# ATLAS HORIZONTAL MILLING MACHINE MFB - $3200 (scotts valley)



## matthewsx (Jul 25, 2020)

Looks like somebody needs a mortgage payment....









						ATLAS HORIZONTAL MILLING MACHINE MFB - tools - by owner - sale
					

THIS MACHINE IS EXCELLENT. I REFURBISHED THIS MACHINE FOR MY OWN USE BUT CIRCUMSTANCES NOW REQUIRE...



					sfbay.craigslist.org
				






John


----------



## cjtoombs (Jul 26, 2020)

Looks to me like they are dreaming.


----------



## Ulma Doctor (Jul 27, 2020)

Is is cast from gold?
People nowadays seem to overvalue their equipment


----------



## vtcnc (Jul 27, 2020)

I bought mine with a vertical milling attachment for $750.


----------



## ThinWoodsman (Jul 27, 2020)

It's understandable to ask for that much, though I imagine you'd have to be pretty crazy to pay it.

The guy probably bought the machine for $1200-1500, then spent another thousand refurbishing it, plus the time and cost of the vertical head ... and now he's trying to make a profit.

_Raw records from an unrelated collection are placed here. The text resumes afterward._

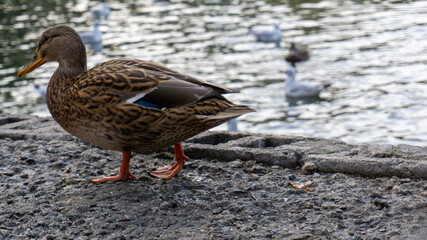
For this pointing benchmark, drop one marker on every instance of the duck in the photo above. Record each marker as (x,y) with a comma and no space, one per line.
(296,54)
(93,38)
(127,104)
(294,89)
(268,34)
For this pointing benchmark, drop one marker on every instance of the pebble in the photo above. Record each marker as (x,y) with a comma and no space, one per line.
(308,168)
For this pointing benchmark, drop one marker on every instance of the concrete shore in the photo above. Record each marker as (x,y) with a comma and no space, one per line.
(237,186)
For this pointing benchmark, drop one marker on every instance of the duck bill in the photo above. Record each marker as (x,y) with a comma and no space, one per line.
(35,63)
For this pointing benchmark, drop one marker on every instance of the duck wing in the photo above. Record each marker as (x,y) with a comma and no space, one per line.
(138,81)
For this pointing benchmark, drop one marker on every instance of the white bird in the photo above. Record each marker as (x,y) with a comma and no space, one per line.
(294,89)
(93,38)
(103,11)
(268,34)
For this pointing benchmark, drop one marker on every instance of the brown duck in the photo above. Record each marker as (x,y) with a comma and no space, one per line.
(296,54)
(127,104)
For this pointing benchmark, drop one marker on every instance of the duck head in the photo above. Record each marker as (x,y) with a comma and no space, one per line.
(61,44)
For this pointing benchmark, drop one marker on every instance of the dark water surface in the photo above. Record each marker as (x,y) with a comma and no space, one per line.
(374,53)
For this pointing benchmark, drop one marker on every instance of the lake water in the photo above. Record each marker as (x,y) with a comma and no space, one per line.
(373,53)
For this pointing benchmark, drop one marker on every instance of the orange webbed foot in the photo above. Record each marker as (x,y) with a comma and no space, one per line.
(102,179)
(168,172)
(124,171)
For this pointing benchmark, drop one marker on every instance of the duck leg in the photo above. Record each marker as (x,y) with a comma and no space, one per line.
(168,172)
(124,171)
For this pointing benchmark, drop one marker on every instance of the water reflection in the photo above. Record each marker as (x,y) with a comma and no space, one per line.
(371,53)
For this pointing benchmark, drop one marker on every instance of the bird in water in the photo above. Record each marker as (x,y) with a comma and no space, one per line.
(102,12)
(295,89)
(268,34)
(296,55)
(127,104)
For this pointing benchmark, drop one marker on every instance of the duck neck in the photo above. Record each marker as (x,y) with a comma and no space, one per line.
(63,78)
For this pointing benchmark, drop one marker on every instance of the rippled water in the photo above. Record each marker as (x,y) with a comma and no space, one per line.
(374,53)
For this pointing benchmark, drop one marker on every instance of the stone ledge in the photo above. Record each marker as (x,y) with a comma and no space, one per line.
(327,155)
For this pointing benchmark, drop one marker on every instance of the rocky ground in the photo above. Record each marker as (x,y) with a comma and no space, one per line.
(237,186)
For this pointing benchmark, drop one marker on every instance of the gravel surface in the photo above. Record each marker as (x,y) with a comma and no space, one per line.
(46,193)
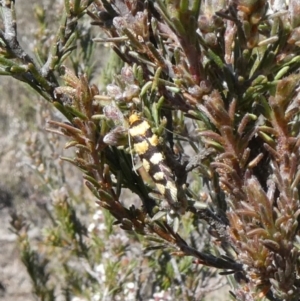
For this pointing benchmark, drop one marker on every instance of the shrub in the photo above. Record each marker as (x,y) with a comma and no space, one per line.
(199,120)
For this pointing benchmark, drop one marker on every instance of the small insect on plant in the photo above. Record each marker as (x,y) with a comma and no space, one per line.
(146,144)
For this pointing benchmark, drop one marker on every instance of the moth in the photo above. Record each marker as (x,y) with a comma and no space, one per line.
(146,145)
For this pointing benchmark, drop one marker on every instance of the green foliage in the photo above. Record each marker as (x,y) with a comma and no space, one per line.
(212,89)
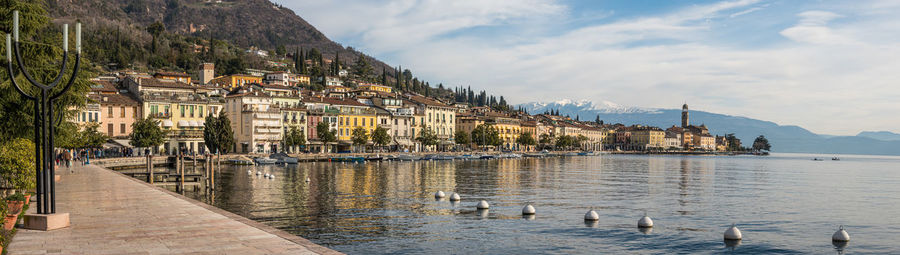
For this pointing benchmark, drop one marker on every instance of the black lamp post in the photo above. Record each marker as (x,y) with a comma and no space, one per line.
(43,111)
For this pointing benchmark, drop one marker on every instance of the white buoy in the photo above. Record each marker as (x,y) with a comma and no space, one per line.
(645,222)
(841,235)
(591,216)
(733,233)
(528,210)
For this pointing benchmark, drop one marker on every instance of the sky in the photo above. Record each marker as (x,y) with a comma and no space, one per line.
(832,67)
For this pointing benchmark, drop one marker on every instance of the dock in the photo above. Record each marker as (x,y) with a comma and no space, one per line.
(112,213)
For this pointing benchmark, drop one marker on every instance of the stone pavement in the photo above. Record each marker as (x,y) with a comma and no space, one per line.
(111,213)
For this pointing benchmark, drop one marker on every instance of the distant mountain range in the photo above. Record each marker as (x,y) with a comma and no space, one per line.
(783,138)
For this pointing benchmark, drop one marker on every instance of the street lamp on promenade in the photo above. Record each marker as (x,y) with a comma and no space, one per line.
(44,125)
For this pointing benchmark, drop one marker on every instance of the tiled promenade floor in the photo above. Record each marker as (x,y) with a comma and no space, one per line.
(114,214)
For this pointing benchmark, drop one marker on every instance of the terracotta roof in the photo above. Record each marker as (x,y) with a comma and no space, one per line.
(103,86)
(117,99)
(172,74)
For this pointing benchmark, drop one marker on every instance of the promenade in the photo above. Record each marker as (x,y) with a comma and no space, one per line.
(111,213)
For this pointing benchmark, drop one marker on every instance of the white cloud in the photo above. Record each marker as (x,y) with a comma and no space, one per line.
(836,75)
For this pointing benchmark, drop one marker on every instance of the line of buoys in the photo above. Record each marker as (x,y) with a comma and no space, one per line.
(841,235)
(591,216)
(483,205)
(645,222)
(528,210)
(733,233)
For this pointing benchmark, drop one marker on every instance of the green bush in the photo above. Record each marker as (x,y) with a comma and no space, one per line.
(16,197)
(17,163)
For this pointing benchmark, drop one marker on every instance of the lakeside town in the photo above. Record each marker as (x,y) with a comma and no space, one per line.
(271,112)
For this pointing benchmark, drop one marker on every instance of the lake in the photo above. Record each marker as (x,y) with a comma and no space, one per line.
(784,203)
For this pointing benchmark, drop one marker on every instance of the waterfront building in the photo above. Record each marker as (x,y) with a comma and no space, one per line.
(437,116)
(231,82)
(256,121)
(181,109)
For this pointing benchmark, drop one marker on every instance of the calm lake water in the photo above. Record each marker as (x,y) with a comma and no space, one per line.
(783,203)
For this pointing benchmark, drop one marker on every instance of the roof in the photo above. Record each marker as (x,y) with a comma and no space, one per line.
(117,99)
(103,86)
(176,74)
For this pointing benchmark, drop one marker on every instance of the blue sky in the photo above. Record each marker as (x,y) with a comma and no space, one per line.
(829,66)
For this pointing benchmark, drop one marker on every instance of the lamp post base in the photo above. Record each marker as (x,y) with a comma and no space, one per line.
(46,222)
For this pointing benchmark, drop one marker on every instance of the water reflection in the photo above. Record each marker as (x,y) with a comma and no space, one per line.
(389,207)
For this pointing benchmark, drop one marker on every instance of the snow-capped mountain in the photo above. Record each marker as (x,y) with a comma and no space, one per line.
(783,138)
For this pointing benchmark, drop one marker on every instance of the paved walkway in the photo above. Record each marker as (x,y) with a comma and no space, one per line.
(111,213)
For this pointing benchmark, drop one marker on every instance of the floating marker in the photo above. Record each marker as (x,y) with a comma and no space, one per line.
(483,205)
(733,233)
(528,210)
(645,222)
(841,235)
(591,216)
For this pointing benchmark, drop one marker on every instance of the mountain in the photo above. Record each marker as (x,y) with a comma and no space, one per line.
(880,135)
(243,23)
(783,138)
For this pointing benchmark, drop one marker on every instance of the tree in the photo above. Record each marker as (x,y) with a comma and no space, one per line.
(362,68)
(380,136)
(294,137)
(461,137)
(323,130)
(17,163)
(217,133)
(545,140)
(147,133)
(427,136)
(359,136)
(89,137)
(155,30)
(526,138)
(761,144)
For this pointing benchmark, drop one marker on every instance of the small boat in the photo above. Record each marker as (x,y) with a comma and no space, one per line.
(407,157)
(510,155)
(284,158)
(348,159)
(262,161)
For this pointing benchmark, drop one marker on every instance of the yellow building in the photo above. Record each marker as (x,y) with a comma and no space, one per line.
(648,137)
(375,87)
(179,77)
(235,80)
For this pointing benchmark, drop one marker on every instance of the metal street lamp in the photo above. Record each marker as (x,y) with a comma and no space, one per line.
(43,112)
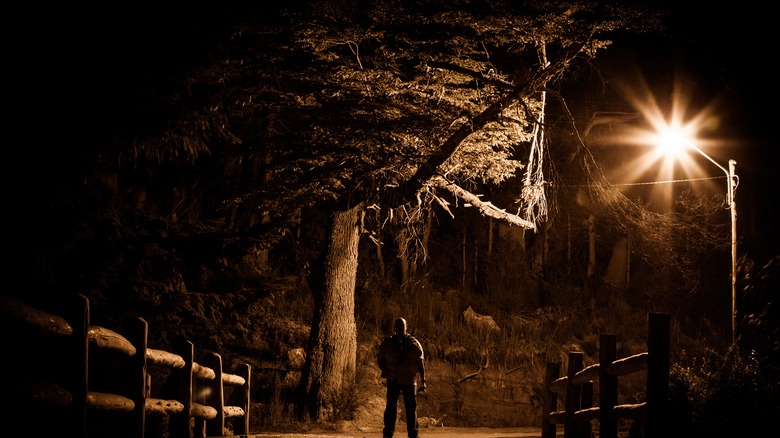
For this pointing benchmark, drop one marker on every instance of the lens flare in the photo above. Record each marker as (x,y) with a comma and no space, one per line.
(664,143)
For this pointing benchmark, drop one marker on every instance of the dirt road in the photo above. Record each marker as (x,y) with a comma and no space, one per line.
(435,432)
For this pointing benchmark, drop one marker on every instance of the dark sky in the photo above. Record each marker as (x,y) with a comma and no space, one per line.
(722,53)
(65,67)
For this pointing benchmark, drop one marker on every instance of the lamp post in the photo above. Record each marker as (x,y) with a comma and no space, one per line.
(732,181)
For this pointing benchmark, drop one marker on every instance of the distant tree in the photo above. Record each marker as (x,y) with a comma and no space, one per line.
(384,103)
(337,105)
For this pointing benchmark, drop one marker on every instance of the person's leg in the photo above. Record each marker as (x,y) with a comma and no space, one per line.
(410,404)
(393,390)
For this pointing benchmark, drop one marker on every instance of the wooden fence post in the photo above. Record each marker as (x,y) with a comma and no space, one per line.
(137,334)
(78,349)
(182,391)
(571,427)
(242,398)
(657,374)
(607,387)
(587,402)
(216,398)
(550,399)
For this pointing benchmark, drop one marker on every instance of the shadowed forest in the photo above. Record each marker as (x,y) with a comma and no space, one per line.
(279,184)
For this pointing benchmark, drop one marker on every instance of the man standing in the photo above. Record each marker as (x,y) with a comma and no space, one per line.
(400,358)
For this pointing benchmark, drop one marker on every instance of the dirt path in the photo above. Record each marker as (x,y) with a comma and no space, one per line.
(438,432)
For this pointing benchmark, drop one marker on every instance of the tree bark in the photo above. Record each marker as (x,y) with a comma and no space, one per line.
(330,364)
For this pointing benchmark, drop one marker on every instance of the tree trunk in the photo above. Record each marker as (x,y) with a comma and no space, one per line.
(330,364)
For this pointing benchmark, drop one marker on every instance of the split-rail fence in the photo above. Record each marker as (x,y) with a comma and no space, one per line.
(577,388)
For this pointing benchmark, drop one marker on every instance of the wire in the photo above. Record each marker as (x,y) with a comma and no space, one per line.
(651,182)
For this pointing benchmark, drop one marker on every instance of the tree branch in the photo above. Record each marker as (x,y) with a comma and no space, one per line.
(486,208)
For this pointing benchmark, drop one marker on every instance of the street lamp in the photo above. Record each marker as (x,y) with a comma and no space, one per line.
(674,141)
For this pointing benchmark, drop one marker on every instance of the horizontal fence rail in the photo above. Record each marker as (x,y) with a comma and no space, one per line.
(577,387)
(195,393)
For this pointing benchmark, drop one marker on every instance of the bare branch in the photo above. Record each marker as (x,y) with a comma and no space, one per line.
(486,208)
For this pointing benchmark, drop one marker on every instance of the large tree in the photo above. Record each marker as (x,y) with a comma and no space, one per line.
(385,103)
(339,106)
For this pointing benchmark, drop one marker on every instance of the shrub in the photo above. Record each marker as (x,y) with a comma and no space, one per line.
(716,395)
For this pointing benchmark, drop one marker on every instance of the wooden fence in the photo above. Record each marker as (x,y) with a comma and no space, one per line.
(195,393)
(577,386)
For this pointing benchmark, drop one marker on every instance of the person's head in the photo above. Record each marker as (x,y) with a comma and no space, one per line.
(400,326)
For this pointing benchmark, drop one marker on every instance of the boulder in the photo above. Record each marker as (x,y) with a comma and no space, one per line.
(482,323)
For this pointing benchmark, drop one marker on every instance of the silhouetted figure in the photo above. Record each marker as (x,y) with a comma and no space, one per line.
(400,358)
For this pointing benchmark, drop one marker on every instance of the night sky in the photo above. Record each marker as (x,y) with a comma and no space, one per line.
(74,72)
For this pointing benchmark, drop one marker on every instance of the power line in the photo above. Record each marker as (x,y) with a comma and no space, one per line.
(652,182)
(669,181)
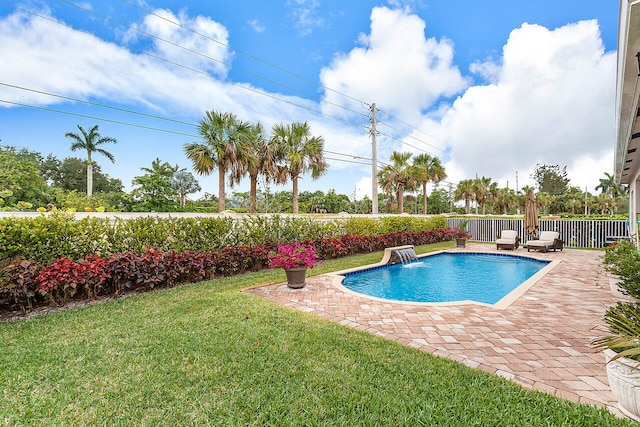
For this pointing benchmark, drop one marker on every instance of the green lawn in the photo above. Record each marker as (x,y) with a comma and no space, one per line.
(208,354)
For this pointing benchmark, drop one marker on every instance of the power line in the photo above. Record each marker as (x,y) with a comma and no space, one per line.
(190,68)
(413,128)
(98,118)
(284,70)
(87,10)
(411,136)
(348,161)
(98,104)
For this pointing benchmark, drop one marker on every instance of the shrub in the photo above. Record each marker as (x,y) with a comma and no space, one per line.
(59,281)
(623,260)
(293,256)
(18,285)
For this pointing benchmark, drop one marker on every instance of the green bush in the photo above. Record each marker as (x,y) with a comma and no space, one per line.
(362,226)
(47,238)
(623,260)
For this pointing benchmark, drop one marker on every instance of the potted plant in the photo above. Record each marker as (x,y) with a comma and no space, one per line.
(461,234)
(295,259)
(622,343)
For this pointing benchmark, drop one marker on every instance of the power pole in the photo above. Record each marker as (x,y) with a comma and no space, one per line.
(374,162)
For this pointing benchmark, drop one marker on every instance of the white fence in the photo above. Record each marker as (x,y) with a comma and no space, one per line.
(576,233)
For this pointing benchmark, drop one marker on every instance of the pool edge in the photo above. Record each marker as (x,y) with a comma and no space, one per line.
(338,276)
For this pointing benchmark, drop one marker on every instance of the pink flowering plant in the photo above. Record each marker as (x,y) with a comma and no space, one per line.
(293,256)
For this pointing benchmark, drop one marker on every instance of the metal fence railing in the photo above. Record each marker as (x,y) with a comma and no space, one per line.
(576,233)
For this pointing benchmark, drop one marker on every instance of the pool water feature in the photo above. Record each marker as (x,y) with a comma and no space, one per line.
(446,278)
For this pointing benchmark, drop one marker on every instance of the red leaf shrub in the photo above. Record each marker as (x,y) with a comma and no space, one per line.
(18,285)
(21,282)
(94,274)
(60,280)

Of course, the problem with selling a money-pit is that you'll never recoup your losses


----------



## wlburton (Jul 27, 2020)

I wish them luck, but I'm sure they'll never be able to sell it for that much, especially without the vise or a stand or the knob for the Change-O-Matic.  I've been toying with the idea of selling my MFC because I rarely use it since I got my Clausing 8520--but haven't pursued it since I have so much money in it that I'd have to get $2000 to break even. It doesn't have a vertical head but it's in great original condition with the original vise and rotary table, a nice custom metal stand, and all three sizes of arbors.  $2000 seems like an impossibility, so I might as well hang on to it and let my heirs put it in the dumpster along with the rest of my stuff when the time comes. (I have to admit that I've yet to sell any tool that I've ever bought.  Those transactions seem to only go one direction.  I even love the tools that I almost never use!)


----------



## matthewsx (Jul 27, 2020)

I’ve just recently started selling some tools but only those I have duplicates of or just won’t work out in my shop. Also if I bought it right and I can put the profit into buying more tools


----------